Scaling PostgreSQL at multicore Power8

Started by Yury Zhuravlevover 10 years ago11 messageshackers
Jump to latest
#1Yury Zhuravlev
u.zhuravlev@postgrespro.ru

Hello hackers

Recently, we were given access to the test server is IBM, 9119-MHE with 8 CPUs
* 8 cores * 8 threads. We decided to take advantage of this and to find
bottlenecks for read scalability (pgbench -S).

All detail you can read here:
http://www.postgrespro.ru/blog/pgsql/2015/08/30/p8scaling

Performance 9.4 stopped growing after 100 clients, and 9.5 / 9.6 stopped after
150 (at 4 NUMA nodes). After research using pref we saw that inhibits
ProcArrayLock in GetSnaphotData. But inserting the stub instead of
GetSnapshotData not significantly increased scalability. Trying to find the
bottleneck with gdb, we found another place. We have noticed s_lock in
PinBuffer and UnpinBuffer. For the test we rewrited PinBuffer and UnpinBuffer
by atomic operations and we liked the result. Degradation of performance
almost completely disappeared, and went scaling up to 400 clients (4 NUMA
nodes with 256 "CPUs").

To scale Postgres for large NUMA machine must be ported to the atomic
operations bufmgr.

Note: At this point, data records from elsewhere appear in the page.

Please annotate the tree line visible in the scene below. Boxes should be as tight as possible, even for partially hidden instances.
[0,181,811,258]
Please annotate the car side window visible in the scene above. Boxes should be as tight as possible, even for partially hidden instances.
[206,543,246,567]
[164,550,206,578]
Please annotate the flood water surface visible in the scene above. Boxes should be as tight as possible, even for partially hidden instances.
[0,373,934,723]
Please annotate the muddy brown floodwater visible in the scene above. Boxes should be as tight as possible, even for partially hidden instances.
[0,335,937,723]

During our tests, we no found errors in our patch, but most
likely it is not true and this patch only for test.

Who has any thoughts?

--
YUriy Zhuravlev
Postgres Professional: http://www.postgrespro.com
The Russian Postgres Company

Attachments:

atomic_bufmgr_v3.patchtext/x-patch; charset=UTF-8; name=atomic_bufmgr_v3.patchDownload+120-118
#2Andres Freund
andres@anarazel.de
In reply to: Yury Zhuravlev (#1)
Re: Scaling PostgreSQL at multicore Power8

On 2015-08-31 13:54:57 +0300, YUriy Zhuravlev wrote:

We have noticed s_lock in PinBuffer and UnpinBuffer. For the test we
rewrited PinBuffer and UnpinBuffer by atomic operations and we liked
the result. Degradation of performance almost completely disappeared,
and went scaling up to 400 clients (4 NUMA nodes with 256 "CPUs").

To scale Postgres for large NUMA machine must be ported to the atomic
operations bufmgr. During our tests, we no found errors in our patch, but most
likely it is not true and this patch only for test.

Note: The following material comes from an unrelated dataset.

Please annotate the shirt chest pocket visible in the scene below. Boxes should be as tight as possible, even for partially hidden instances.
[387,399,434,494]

I agree that this is necessary, and it matches with what I've
profiled.

Unfortunately I don't think the patch can be quite as simple as
presented here - we rely on the exclusion provided by the spinlock in a
bunch of places for more than the manipulation of individual values. And
those currently are only correct if there's no other possible
manipulations going on. But it's definitely doable.

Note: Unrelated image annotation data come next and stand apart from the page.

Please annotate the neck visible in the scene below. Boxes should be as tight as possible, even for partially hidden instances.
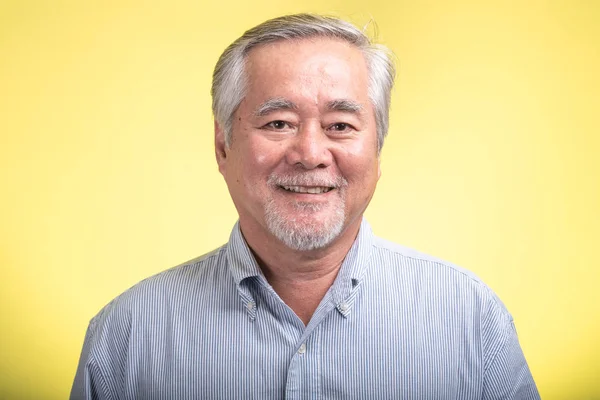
[240,217,362,325]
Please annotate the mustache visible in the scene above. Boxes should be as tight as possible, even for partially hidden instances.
[267,172,348,188]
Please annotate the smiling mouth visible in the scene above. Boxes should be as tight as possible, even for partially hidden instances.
[280,185,334,194]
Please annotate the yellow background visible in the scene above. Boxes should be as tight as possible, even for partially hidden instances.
[0,0,600,399]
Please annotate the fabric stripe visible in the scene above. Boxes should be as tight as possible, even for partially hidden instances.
[71,221,539,400]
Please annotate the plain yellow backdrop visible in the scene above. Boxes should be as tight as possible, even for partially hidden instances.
[0,0,600,399]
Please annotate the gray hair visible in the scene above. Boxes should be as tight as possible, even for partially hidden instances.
[211,14,396,150]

I've initial patch doing this, but for me at it seemed to be necessary
to merge flags, usage and refcount into a single value - otherwise the
consistency is hard to maintain because you can't do a CAS over all
values.

diff --git a/src/backend/storage/buffer/buf_init.c b/src/backend/storage/buffer/buf_init.c
index 3ae2848..5fdaca7 100644
--- a/src/backend/storage/buffer/buf_init.c
+++ b/src/backend/storage/buffer/buf_init.c
@@ -95,9 +95,9 @@ InitBufferPool(void)
BufferDesc *buf = GetBufferDescriptor(i);
CLEAR_BUFFERTAG(buf->tag);
-			buf->flags = 0;
-			buf->usage_count = 0;
-			buf->refcount = 0;
+			buf->flags.value = 0;
+			buf->usage_count.value = 0;
+			buf->refcount.value = 0;
buf->wait_backend_pid = 0;

That's definitely not correct, you should initialize the atomics using
pg_atomic_init_u32() and write to by using pg_atomic_write_u32() - not
access them directly. This breaks the fallback paths.

Greetings,

Andres Freund

--
Sent via pgsql-hackers mailing list (pgsql-hackers@postgresql.org)
To make changes to your subscription:
http://www.postgresql.org/mailpref/pgsql-hackers

#3Yury Zhuravlev
u.zhuravlev@postgrespro.ru
In reply to: Andres Freund (#2)
Re: Scaling PostgreSQL at multicore Power8

On Monday 31 August 2015 13:03:07 you wrote:

That's definitely not correct, you should initialize the atomics using
pg_atomic_init_u32() and write to by using pg_atomic_write_u32() - not
access them directly. This breaks the fallback paths.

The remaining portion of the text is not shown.